La formation professionnelle et le désamour du politique

L’arrivée du gouvernement Attal a signé la fin du ministère chargé de l’enseignement et de la formation professionnelle, dont Carole Grandjean fut la dernière titulaire. Le poste de secrétaire d’État chargé de la formation professionnelle, apparu pour la première fois en 1974, était visible sur tous les organigrammes gouvernementaux jusqu’à la présidence de Nicolas Sarkozy, et encore sur la majorité d’entre eux depuis.

La raison de la disparition de ce ministère intrigue. D’autant plus que le Président de la République, Emmanuel Macron, avait affiché dès 2017 son ambition de remettre l’enjeu de la formation professionnelle au centre du débat, avec notamment une démocratisation inédite de l’apprentissage.

Mais la valorisation de la formation professionnelle pour les actifs, quels qu’ils soient – salariés, indépendants, chefs d’entreprise ou demandeurs d’emploi – semble sur le carreau.

A l’occasion des deux campagnes électorales européennes et législatives qui ont suivi, aucun parti politique ne s’est saisi de cette thématique. On peut déplorer qu’il n’y ait aucune ambition de s’engager pour une politique européenne de la formation professionnelle alors que certains enjeux sectoriels comme l’IA constituent des défis européens et que les compétences sont un facteur d’unification de nos marchés. Pourtant, nous étions en pleine Année européenne de la compétence et durant la PFUE, la France avait affirmé sa volonté de faire avancer l’idée d’un compte européen de formation.

Plus encore que la formation professionnelle, c’est finalement l’emploi qui s’est retrouvé absent des débats.
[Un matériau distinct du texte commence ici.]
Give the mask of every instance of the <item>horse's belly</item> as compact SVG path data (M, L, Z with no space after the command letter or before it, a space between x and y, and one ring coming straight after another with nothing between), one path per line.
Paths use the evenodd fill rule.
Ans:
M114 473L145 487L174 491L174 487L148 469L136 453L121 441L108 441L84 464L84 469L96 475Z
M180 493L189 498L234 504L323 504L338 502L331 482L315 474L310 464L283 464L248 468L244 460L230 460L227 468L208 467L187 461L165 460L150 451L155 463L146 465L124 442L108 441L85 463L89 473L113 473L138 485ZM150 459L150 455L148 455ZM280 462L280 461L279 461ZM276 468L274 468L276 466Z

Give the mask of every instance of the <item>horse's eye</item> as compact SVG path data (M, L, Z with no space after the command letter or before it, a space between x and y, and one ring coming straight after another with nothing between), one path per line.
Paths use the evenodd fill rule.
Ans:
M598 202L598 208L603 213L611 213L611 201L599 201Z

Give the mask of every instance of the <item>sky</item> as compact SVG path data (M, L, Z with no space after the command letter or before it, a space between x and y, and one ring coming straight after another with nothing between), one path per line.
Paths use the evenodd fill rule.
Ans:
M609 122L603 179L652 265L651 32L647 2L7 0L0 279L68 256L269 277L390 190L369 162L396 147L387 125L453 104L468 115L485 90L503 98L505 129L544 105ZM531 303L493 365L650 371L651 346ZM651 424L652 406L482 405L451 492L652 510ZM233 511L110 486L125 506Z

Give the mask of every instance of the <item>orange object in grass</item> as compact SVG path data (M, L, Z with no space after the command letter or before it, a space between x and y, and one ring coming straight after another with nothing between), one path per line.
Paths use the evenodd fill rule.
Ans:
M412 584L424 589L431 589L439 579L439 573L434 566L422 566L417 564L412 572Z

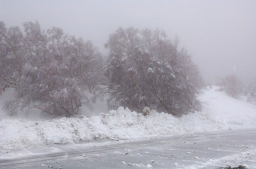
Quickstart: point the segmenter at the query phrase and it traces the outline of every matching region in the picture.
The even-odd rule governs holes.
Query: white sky
[[[106,53],[104,44],[119,26],[164,29],[175,34],[206,81],[234,73],[256,78],[256,1],[1,0],[7,27],[38,21],[84,40]]]

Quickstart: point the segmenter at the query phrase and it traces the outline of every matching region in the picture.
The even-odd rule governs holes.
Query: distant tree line
[[[40,110],[45,116],[70,117],[90,107],[91,98],[108,94],[109,106],[141,111],[145,107],[172,114],[200,110],[205,88],[200,73],[179,40],[164,31],[119,27],[109,36],[106,56],[90,41],[37,21],[17,26],[0,22],[0,95],[15,88],[4,109],[13,115]]]
[[[252,78],[247,85],[242,79],[238,78],[234,74],[227,75],[225,78],[220,76],[215,81],[215,84],[220,87],[217,90],[225,91],[231,97],[235,98],[241,95],[247,97],[247,101],[256,102],[256,81]]]

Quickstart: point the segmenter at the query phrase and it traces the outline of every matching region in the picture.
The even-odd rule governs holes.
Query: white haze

Certes, les derniers gouvernements ont fait reculer le chômage comme jamais depuis des décennies, mais l’emploi est un combat de tous les instants dans une économie mondialisée. Si nous baissons la garde sur notre attractivité, nous perdrons le bénéfice des efforts faits ces dernières années. Et si la stabilité du cadre réglementaire et fiscal est importante, la qualification de nos actifs l’est tout autant.
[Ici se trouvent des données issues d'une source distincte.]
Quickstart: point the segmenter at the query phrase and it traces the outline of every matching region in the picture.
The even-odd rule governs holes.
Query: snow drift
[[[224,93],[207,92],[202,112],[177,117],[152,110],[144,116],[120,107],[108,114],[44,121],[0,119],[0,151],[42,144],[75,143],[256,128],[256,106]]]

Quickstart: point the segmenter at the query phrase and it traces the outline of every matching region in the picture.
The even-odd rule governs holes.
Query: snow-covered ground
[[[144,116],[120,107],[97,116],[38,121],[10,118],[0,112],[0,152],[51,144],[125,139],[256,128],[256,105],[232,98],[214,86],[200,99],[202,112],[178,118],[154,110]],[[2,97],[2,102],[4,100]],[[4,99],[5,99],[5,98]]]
De plus, alors que l’augmentation des salaires a été au centre de la campagne législative post dissolution, il est encore plus inquiétant que tout le monde semble avoir oublié que la formation professionnelle était un vecteur d’augmentation de la productivité des salariés et donc de leur salaire. A l’occasion de l’audition pour les élections législatives à l’initiative du Medef, CPME et U2P, aucune force en présence ne s’est démarquée sur ce sujet ni exprimé de vision globale. Tout au plus, le Nouveau Front Populaire a évoqué la formation des seniors pour améliorer leur employabilité, vision importante mais qui n’embrasse qu’une partie des enjeux du secteur. Le Rassemblement national a, pour sa part, pointé du doigt le coût de la formation professionnelle, vision inquiétante. Les programmes ne sont pas plus prolixes et effleurent le sujet : la majorité présidentielle évoquait la formation des détenus, le Nouveau Front Populaire le développement de la formation au sein de la filière du jeu vidéo…

La formation professionnelle est pourtant une composante clé permettant le plein emploi, dont les actifs sont aussi demandeurs. Selon le baromètre 2024 de la formation et de l’emploi de Centre Inffo, 41 % des salariés estiment que leur métier évolue très vite et que leurs compétences doivent suivre. La demande ne manque pas puisque 85% des actifs ont déjà ou souhaitent demander une formation auprès de leur entreprise.

Elle est aussi une composante clé des gains de salaire pour les employés. Alors que la question des salaires est passée devant celle de l’emploi dans les inquiétudes des français, affirmer une politique forte en matière de développement des compétences, compatible avec la politique de l’offre menée avec succès ces dernières années, aurait pour conséquence une augmentation naturelle des rémunérations.

Et c’est plus précisément une politique de la reconnaissance de la compétence dont nous avons besoin, parce qu’en sanctionnant la montée en compétences, la certification permet aux actifs de la valoriser auprès de leur employeur. Or, l’enjeu spécifique de la certification est encore mal identifié, que ce soit par les employés, les employeurs, ou les responsables politiques.

Il nous faut enfin pérenniser l’existant. Certes la France doit faire des économies budgétaires, mais le futur Gouvernement devra prendre conscience de l’importance d’investir dans les compétences pour sécuriser l’emploi et renforcer le pouvoir d’achat. Le soutien au Compte Personnel de Formation (CPF), qui est l’une des politiques les plus ambitieuses de la France au cours de cette dernière décennie, ne doit pas faiblir. La formation professionnelle ne peut pas être la variable d’ajustement des déficits publics.

Il faudra à la formation professionnelle une vision politique affirmée pour faire face à ces défis : le prochain Gouvernement ne pourra pas faire l’économie d’une incarnation ministérielle pour la formation professionnelle.